Edirne'de 17'nci yüzyılın ortalarında bazı evlerde hamur kıvamına getirilen, misk, amber ve gül kokuları karıştırılmasının ardından meyve şekli verilerek, üretilen sabunlar, özel günlerde süs eşyası olarak alıcı buluyor. Edirne'de iş kolu haline gelen 'meyve sabunu' üretimi, Edirne Halk Eğitim Merkezi'nde açılan kurslarda ise meraklısına öğretiliyor.
'PANDEMİ ÇOK ETKİLEDİ AMA YAŞATMAYA DEVAM EDİYORUZ'
Geleneksel sabunculuğu teknolojiyle buluşturarak gelecek kuşaklara aktarmak için üretim yapan Can Ürenli, pek çok ülkeye ihraç yaptıklarını söyledi.Osmanlı'dan gelen el emeği mesleğin rahmetli Edirne Valisi Fahri Yücel zamanında tekrar canlandığını kaydeden Ürenli, "Biz bu el sanatını biraz daha geliştirdik, biraz daha dünya ile entegre hale getirdik ve bu şekilde ilerliyoruz.
Bir yükseliş trendi yakaladı bu ürün başlarda. 2015'ten sonra yatay bir çizgiye döndü. Sonra bir dip yaptı ve yapmaya da devam ediyor. En son olarak da pandemiden etkilendi. Çünkü kısıtlamadan en olumsuz etkilenebilecek ürünlerden bir tanesi de 'mis meyve sabun'ları oldu. Ürün sadece hediyelik olarak satılıyor. Ama biz bir şekilde devam ettiriyoruz ve yaşatıyoruz" dedi.
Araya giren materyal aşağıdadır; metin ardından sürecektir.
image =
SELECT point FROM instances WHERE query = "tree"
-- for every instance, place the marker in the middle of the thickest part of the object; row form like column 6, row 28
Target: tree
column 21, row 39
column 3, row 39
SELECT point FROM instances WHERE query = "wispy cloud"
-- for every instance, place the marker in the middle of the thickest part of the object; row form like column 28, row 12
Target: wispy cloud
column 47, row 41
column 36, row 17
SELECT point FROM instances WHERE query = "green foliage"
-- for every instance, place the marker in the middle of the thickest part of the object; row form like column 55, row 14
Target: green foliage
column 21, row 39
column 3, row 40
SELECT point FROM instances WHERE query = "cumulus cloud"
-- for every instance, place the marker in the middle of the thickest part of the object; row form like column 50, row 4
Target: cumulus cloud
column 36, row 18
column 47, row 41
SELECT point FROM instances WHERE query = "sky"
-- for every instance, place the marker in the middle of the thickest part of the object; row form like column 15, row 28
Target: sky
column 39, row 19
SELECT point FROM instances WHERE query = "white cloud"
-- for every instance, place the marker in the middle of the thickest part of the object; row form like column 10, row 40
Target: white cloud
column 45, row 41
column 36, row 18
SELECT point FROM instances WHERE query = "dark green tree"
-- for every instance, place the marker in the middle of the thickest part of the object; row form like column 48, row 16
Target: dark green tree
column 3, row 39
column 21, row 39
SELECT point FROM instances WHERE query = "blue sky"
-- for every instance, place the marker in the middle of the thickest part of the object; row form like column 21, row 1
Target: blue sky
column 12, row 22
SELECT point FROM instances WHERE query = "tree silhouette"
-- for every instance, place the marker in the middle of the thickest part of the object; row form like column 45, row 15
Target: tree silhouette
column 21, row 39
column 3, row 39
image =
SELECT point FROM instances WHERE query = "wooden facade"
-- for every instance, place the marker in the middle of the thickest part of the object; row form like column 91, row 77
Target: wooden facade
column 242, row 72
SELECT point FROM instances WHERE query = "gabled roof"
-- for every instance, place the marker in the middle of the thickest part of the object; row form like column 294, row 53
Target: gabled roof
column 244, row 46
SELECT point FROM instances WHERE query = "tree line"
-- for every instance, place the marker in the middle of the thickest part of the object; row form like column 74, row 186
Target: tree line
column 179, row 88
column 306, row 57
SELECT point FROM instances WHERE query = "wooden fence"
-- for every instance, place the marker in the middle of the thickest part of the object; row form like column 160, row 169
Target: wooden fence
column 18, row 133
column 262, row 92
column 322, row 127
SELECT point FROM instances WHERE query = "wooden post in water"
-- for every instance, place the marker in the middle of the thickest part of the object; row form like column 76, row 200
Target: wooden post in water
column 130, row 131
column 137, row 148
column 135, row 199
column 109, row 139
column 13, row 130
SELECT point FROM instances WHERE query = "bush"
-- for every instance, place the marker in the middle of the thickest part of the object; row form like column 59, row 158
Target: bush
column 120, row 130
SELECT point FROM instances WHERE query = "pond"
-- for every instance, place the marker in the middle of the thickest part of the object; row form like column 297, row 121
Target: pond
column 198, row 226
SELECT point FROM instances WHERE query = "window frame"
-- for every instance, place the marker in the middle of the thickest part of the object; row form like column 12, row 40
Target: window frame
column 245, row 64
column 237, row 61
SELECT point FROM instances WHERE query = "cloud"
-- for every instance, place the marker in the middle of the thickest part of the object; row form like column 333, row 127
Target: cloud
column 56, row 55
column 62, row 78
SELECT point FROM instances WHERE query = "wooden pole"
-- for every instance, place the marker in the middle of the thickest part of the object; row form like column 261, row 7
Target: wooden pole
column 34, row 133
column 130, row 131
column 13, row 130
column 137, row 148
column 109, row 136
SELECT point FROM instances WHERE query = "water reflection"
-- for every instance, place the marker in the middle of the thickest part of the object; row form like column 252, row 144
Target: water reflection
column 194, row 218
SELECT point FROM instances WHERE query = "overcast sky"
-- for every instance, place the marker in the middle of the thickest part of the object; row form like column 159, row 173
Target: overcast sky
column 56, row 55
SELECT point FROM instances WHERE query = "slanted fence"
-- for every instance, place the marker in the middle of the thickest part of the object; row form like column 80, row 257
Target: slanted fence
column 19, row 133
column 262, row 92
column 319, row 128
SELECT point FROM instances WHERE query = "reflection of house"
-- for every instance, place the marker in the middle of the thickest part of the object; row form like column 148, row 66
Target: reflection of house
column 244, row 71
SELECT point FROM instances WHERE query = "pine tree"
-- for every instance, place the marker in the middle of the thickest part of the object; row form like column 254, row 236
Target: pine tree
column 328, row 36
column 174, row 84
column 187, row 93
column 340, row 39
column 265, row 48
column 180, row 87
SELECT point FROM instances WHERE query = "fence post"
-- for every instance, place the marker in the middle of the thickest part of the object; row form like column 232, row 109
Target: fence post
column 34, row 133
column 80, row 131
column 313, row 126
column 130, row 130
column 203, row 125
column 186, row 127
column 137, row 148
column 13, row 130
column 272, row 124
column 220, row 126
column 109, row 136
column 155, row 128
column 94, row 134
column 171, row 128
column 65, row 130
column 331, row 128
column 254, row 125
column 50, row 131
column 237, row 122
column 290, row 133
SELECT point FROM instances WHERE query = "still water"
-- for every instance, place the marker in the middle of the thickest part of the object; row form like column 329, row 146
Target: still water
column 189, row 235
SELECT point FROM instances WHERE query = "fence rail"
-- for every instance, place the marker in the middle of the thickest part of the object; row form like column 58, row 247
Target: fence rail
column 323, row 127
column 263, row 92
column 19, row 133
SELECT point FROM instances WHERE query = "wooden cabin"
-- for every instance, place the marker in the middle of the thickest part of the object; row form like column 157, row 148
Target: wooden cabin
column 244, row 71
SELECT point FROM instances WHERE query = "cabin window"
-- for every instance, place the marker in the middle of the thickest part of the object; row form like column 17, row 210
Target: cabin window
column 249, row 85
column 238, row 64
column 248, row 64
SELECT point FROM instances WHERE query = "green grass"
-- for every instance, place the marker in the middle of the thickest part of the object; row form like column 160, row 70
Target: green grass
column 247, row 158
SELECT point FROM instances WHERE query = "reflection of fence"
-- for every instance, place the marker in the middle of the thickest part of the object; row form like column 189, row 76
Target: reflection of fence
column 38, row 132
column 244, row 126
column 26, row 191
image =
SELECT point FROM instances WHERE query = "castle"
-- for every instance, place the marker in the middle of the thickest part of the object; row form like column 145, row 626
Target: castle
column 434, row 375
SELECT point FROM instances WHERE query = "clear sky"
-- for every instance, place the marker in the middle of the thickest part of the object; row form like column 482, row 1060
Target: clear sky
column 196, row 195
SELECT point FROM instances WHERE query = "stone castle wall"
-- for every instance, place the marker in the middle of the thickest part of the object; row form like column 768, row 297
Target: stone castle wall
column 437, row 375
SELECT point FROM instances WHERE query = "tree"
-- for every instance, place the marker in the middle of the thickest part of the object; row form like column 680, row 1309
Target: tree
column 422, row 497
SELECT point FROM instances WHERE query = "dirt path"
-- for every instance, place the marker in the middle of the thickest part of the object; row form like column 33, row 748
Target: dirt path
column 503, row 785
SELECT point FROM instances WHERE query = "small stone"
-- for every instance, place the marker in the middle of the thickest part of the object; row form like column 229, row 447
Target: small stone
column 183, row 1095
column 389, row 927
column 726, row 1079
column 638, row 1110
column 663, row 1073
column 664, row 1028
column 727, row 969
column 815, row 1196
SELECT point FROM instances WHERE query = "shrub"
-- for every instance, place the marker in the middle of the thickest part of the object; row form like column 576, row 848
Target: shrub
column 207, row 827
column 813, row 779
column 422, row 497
'DÜNYANIN BİR ÇOK NOKTASINA ÜRÜN GÖNDERİYORUZ'
Ürenli, "Rusya'ya çok yoğun gönderiyoruz şu anda. Meyve sabununun biraz daha değişiğini, daha çok kullanılabilecek gibi olanlarını gönderiyoruz. Bu ay Almanya'ya da meyve sabunu sevkiyatı yaptık" diye konuştu.
'AMACIMIZ GELECEK KUŞAKLARA AKTARMAK'
Eşi Can Ürenli ile birlikte çalışan Sermin Ürenli de Edirne'nin geleneksel sabunculuk mesleğini yaşattıkları için mutlu olduklarını söyleyerek, "Daha da ileriye götürmeliyiz. Bu el emeği meslek, 'Edirne varoldukça devam etmeli' diye düşünüyoruz.
En güzelini, doğalına en yakın olanını yapmaya çalışıyoruz. Biz uzun yıllar önce bu mesleğe başladık. Üretimini yaptıktan sonra sabunları, dükkanlarımızda perakende satıyoruz" ifadelerini kullandı.
'ÇOK EMEK GEREKTİREN BİR İŞ'
Özellikle yurt dışından talep aldıklarını ifade eden Sermin Ürenli, "Hemen hemen her ülkeye ihracat yaptık. Dünyada bulunabilen bir sabun değil. Uzun bir el işçiliği var. Herkesin uğraşıp yapabileceği bir iş değil.
Sabuna şekil verdikten sonra 5- 6 kere ele almanız gerekiyor. Bu çok emek gerektiren, özveri isteyen bir iş. O nedenle tek Edirne'de devam ediyor. Bir süre herkes yapabiliyor ve sonra bırakıyorlar. Biz devam ettirmeye var gücümüzle uğraşıyoruz" dedi.